Yes, bigquery://project-id makes sense to me. Honestly, I'd probably end up doing some refactoring to maybe share some connection string logic with the SQLAlchemy connector https://github.com/mxmzdlv/pybigquery#connection-string-parameters

    'bigquery://some-project/some-dataset' '?'
    'credentials_path=/some/path/to.json' '&'
    'location=some-location' '&'
    'arraysize=1000' '&'
    'clustering_fields=a,b,c' '&'
    'create_disposition=CREATE_IF_NEEDED' '&'
    'destination=different-project.different-dataset.table' '&'
    'destination_encryption_configuration=some-configuration' '&'
    'dry_run=true' '&'
    'labels=a:b,c:d' '&'
    'maximum_bytes_billed=1000' '&'
    'priority=INTERACTIVE' '&'
    'schema_update_options=ALLOW_FIELD_ADDITION,ALLOW_FIELD_RELAXATION' '&'
    'use_query_cache=true' '&'
    'write_disposition=WRITE_APPEND'
datapythonista commented 3 years ago

That sounds great. And standardizing with SQLAlchemy sounds like a great idea.

datapythonista commented 3 years ago

Next are the parameters of the connect method of each backend, to have them handy to see if it makes sense to use connection strings, or what a better API could be.

Connection string (host, user, database...)

Backend connection_string kwargs
bigquery bigquery://project-id/dataset-id credentials
application_name
auth_local_webserver
auth_external_data
auth_cache
clickhouse clickhouse+driver://user:password@host:port/database client_name
compression
impala impala+driver://user:password@host:port/database timeout
use_ssl
ca_cert
auth_mechanism
kerberos_service_name
pool_size
hdf_client
mysql mysql+driver://user:password@host:port/database
postgres postgres+driver://user:password@host:port/database
mssql mssql+driver://user:password@host:port/database odbc_driver
omniscidb omniscidb+driver://user:password@host:port/database protocol
session_id
ipc
gpu_device

Connection string (path)

Backend connection_string kwargs
csv csv+driver://path
hdf5 hdf5+driver://path
parquet parquet+driver://path
sqlite sqlite+driver://path create
Python object Backend params
dask dict of dask dataframes
pandas dict of pandas dataframes
arrow dict of arrow recordbatches
spark spark_session
pyspark spark_session

bigquery

clcikhouse

csv

dask

hdf5

impala

mysql

pandas

parquet

postgres

pyspark

spark

sqlite

mssql

omniscidb

tswast commented 3 years ago

I tried adding the needed entry_points to the BigQuery backend in https://github.com/ibis-project/ibis-bigquery/pull/38, but I'm having the hardest time avoiding circular dependencies with the current discovery implementation.

A benefit of a connect() method is that is a little more natural to do lazy evaluation for discovery.

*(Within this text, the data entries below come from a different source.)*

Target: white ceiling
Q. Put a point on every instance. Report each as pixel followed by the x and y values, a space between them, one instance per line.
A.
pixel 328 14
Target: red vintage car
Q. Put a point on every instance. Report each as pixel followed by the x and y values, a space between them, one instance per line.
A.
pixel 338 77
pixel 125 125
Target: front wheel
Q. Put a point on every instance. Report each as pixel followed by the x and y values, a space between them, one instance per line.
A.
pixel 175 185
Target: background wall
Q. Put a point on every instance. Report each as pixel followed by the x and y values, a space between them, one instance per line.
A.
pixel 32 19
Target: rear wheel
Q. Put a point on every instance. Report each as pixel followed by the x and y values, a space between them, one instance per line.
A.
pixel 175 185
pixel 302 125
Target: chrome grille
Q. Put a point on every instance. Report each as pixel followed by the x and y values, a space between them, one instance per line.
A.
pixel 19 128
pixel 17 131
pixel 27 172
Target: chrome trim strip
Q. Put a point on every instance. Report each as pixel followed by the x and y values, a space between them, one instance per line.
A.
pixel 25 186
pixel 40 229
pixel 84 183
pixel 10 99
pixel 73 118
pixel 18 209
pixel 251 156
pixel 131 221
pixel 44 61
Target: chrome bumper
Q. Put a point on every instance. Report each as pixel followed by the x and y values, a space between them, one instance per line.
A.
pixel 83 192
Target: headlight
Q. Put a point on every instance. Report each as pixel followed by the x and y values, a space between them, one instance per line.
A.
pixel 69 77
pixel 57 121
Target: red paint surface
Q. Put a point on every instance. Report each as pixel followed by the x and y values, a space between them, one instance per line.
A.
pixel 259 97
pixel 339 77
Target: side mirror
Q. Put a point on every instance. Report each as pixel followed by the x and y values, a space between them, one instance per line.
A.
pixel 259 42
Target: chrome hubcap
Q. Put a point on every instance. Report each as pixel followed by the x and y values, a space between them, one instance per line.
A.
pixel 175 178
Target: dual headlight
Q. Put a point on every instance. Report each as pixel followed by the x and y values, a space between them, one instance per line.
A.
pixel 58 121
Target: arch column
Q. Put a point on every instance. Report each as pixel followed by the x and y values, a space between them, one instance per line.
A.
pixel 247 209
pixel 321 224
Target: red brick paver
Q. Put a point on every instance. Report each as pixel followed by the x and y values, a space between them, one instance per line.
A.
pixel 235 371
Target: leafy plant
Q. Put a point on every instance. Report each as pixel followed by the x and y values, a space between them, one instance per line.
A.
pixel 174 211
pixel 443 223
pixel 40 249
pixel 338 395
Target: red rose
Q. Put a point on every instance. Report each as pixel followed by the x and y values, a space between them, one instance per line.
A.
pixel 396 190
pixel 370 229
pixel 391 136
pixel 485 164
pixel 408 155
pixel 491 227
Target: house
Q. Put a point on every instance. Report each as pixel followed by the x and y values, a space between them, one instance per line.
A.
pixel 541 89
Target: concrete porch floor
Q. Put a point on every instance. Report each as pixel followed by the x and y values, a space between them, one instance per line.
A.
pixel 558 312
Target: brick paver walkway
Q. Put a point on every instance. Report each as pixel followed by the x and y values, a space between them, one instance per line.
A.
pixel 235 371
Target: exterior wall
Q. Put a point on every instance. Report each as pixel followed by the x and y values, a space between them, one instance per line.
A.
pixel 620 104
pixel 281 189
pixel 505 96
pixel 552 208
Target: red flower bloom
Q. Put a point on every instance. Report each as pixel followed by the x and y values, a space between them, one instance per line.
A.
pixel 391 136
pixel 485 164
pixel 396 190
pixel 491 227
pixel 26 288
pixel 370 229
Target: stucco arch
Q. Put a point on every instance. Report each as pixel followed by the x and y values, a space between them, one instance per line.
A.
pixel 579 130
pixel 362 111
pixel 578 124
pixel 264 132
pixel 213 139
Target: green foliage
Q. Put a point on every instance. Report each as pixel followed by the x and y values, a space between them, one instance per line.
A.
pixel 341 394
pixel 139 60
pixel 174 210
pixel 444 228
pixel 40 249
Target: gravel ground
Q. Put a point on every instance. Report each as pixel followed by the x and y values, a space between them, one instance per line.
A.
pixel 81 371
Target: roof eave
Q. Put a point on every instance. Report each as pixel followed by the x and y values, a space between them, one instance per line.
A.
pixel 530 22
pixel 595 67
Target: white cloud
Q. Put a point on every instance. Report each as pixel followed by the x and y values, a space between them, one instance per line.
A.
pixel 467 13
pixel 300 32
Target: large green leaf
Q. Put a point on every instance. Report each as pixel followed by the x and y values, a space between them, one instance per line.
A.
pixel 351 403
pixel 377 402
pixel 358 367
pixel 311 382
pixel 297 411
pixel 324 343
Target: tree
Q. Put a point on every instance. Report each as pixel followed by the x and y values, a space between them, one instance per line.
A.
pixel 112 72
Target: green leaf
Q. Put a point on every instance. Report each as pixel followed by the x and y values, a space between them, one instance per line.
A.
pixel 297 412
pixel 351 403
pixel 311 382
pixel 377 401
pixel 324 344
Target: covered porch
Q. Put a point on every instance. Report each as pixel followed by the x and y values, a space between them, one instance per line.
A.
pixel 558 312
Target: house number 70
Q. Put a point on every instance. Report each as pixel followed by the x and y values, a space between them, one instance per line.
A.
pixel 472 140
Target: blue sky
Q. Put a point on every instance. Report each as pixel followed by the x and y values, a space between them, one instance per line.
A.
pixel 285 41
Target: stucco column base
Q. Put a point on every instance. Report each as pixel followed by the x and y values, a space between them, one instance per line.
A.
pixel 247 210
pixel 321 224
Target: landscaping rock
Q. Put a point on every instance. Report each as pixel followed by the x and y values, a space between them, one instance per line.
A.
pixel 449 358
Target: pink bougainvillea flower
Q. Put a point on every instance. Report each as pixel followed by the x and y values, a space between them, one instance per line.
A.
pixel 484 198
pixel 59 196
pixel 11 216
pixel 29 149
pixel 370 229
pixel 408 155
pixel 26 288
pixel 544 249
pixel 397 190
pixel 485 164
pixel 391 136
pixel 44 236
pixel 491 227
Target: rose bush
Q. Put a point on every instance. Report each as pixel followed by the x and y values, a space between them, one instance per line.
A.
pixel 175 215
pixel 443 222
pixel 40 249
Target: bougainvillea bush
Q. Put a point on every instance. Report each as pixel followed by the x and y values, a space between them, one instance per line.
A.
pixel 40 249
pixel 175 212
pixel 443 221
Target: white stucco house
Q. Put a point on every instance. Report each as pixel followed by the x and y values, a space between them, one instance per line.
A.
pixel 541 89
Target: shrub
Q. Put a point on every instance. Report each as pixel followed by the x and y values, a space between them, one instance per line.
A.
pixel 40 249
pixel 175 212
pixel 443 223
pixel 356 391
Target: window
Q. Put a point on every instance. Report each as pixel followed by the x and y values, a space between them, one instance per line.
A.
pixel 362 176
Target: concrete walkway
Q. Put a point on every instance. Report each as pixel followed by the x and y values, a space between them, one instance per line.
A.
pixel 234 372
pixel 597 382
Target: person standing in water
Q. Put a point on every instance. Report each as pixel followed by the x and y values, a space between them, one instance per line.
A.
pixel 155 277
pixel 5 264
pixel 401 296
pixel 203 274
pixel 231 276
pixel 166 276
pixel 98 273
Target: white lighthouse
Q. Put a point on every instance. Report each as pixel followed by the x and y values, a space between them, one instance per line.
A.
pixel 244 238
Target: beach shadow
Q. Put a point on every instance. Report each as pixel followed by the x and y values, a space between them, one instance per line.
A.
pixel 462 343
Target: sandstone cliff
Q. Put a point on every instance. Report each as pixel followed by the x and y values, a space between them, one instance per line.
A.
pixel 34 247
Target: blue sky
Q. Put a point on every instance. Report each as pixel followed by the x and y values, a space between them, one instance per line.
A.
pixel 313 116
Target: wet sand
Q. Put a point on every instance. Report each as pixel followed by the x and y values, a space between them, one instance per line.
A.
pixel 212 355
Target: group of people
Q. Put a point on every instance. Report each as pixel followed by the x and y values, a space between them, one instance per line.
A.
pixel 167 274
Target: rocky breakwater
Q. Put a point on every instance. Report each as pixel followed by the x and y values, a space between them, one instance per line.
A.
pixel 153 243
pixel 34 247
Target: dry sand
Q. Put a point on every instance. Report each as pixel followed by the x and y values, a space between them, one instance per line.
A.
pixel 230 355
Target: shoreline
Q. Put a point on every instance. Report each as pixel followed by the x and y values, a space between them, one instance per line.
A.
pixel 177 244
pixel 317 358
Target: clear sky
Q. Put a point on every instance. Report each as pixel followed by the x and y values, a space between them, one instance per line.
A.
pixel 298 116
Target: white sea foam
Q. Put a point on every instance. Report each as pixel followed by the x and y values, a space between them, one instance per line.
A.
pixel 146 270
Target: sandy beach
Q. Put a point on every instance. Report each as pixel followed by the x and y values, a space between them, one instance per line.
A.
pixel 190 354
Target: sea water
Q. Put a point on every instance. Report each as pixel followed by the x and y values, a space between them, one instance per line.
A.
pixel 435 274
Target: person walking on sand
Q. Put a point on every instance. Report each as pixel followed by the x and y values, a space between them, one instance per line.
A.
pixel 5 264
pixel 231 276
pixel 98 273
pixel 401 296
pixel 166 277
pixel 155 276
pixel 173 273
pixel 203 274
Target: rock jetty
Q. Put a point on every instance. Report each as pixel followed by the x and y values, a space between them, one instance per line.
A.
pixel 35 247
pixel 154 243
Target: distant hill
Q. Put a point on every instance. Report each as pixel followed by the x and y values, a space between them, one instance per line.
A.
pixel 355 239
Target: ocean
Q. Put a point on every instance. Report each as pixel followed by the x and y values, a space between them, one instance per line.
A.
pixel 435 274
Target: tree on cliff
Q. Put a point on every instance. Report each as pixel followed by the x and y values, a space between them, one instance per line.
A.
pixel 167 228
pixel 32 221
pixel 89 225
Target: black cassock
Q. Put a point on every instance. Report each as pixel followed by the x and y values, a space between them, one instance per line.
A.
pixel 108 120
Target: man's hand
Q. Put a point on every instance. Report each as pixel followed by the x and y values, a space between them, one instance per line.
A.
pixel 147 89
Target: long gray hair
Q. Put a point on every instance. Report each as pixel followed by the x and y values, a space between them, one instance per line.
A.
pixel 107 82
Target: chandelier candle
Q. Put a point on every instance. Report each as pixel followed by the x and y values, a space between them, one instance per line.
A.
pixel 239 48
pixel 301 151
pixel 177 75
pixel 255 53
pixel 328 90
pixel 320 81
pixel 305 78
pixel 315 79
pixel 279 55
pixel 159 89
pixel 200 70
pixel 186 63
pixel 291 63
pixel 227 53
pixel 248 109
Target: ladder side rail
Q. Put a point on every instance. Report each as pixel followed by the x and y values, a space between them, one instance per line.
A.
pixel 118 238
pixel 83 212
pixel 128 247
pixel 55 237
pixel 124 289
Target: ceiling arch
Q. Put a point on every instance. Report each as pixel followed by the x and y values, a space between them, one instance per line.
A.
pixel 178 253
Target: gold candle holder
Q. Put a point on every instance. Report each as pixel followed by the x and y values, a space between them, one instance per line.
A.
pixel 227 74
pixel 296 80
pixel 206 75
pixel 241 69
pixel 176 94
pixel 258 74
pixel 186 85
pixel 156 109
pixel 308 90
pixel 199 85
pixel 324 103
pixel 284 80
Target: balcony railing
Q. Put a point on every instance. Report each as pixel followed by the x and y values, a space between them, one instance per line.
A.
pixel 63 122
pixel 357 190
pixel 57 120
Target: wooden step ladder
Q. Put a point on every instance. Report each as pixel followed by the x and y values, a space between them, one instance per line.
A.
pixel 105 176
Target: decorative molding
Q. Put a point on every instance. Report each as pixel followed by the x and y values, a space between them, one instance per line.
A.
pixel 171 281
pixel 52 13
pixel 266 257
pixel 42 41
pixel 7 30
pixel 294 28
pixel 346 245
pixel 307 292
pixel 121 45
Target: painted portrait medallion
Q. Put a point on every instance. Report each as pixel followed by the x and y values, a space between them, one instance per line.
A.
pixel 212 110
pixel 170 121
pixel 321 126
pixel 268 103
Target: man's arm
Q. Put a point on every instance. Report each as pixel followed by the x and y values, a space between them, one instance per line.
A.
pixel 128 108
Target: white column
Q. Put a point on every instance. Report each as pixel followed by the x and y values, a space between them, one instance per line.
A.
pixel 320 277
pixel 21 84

That is, don't try to discover all the backends at import time, try to discover them the first time connect() is called.

datapythonista commented 3 years ago

Agree on that. But technically we can also evaluate lazily on __getattr__ of ibis, and load the backends on ibis.bigquery or equivalent. The reason we're not doing that are options. The next would fail, since the backend is not loaded and the option doesn't exist if the backends hasn't been loaded. That's the main reason I don't think we should have backend options.

ibis.options.bigquery.parition_col = 'foo'

ibis.bigquery.connect(connection_string)

On the circular imports, I fail to see how having the backend as a separate repo is affecting it. Everything should be the same, backends are being loaded as entrypoints if they are in this repo too. So, nothing should have changed I'd say. Maybe I'm missing something, but seems to me like the cause should be something else.

tswast commented 3 years ago

Lazy evaluation would definitely help. I think it's that in some of the tests I import ibis_bigquery before I import ibis. I'll look into that further next week

cpcloud commented 2 years ago

Connection string logic seems like a good approach here. There's a lot discussion on this issue, which I appreciate, but it's better to work out the details for something this complex against real code so folks can try it out and collaborate.